Nutritional Content of Dried Apricots

Dried apricots are a nutritious snack widely loved for their sweetness and chewy texture. Understanding their nutritional value is key to determining their role in a balanced diet. Below, we dive into the typical nutritional components of dried apricots and discuss what makes them a healthy choice for many individuals.

Before we explore the nutritional specifics, it's important to note that dried apricots can vary in nutritional content based on their preparation process. For example, sulfur-dioxide may be added to some brands to preserve color and extend shelf life, which can affect their nutritional profile. Here, we focus on unsulfured, naturally dried apricots.


  • Calories: A serving of dried apricots (about 40 grams or 1/4 cup) typically contains approximately 78 calories. This makes them a relatively low-calorie option for a nutrient-dense snack.
  • Carbohydrates: In the same serving size, there are about 21 grams of carbohydrates, most of which are from natural sugars (15 grams) providing quick energy. They also contain around 2 grams of dietary fiber, contributing to digestive health and satiety.
  • Proteins: Dried apricots have a small amount of protein, roughly 1 gram per serving, making them not a significant source of protein.
  • Fats: These fruits are naturally low in fat, with less than 0.1 grams per serving, including minimal amounts of saturated fats.
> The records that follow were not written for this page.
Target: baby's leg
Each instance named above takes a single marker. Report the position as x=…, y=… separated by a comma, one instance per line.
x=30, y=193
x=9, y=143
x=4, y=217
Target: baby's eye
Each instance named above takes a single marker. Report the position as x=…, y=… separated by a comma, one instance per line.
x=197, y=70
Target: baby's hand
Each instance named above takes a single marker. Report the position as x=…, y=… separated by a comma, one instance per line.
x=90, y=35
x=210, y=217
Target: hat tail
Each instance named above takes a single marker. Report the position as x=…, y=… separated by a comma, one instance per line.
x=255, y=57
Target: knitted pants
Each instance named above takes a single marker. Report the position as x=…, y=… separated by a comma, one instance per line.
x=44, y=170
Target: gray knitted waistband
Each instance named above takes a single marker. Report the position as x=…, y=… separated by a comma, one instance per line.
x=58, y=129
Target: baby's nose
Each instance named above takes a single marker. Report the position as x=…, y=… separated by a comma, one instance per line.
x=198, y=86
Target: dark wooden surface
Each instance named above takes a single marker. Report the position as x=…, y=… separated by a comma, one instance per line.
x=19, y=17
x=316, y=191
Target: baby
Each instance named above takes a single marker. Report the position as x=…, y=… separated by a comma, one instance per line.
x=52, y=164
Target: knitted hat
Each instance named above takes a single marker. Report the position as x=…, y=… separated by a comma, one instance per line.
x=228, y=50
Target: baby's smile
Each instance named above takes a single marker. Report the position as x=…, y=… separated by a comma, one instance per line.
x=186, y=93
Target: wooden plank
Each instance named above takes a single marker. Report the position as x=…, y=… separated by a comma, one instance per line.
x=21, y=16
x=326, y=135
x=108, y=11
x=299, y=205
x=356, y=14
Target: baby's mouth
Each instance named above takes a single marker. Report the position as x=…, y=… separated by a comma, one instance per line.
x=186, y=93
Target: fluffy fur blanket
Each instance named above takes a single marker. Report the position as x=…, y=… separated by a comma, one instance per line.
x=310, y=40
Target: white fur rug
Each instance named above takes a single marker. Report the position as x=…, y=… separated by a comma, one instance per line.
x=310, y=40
Dried apricots are packed with vitamins and minerals, and they are particularly renowned for their high content of the following:

  • Potassium: Essential for maintaining normal blood pressure and heart function, a serving contains about 400 mg of potassium.
  • Vitamin A (in the form of beta-carotene): Beta-carotene is an antioxidant that the body converts into vitamin A, crucial for healthy vision and immune function. A serving delivers about 35% of the recommended daily intake for vitamin A.
  • Iron: Dried apricots are a good source of iron, which is necessary for oxygen transport in the blood. One serving can have about 0.7 mg of iron.
  • Antioxidants: They also contain other antioxidants like flavonoids, which can help fight free radicals in the body.

It's important to remember that the process of drying can cause some nutrient loss compared to fresh apricots, especially concerning vitamin C. However, the drying process does concentrate other nutrients, making dried apricots richer per weight in calories and certain nutrients than their fresh counterparts.

These nutritional elements make dried apricots a potentially beneficial addition to your diet, especially when consumed in moderation and as part of a varied and balanced diet. Always pay attention to the portion sizes, as the concentrated sugars can quickly add up in calories.

For those watching their intake of sugars, even natural sugars, it's crucial to monitor how many dried apricots you're eating. It's also worth considering that individuals with sulfite sensitivities should seek out unsulfured dried apricots to avoid potential negative reactions.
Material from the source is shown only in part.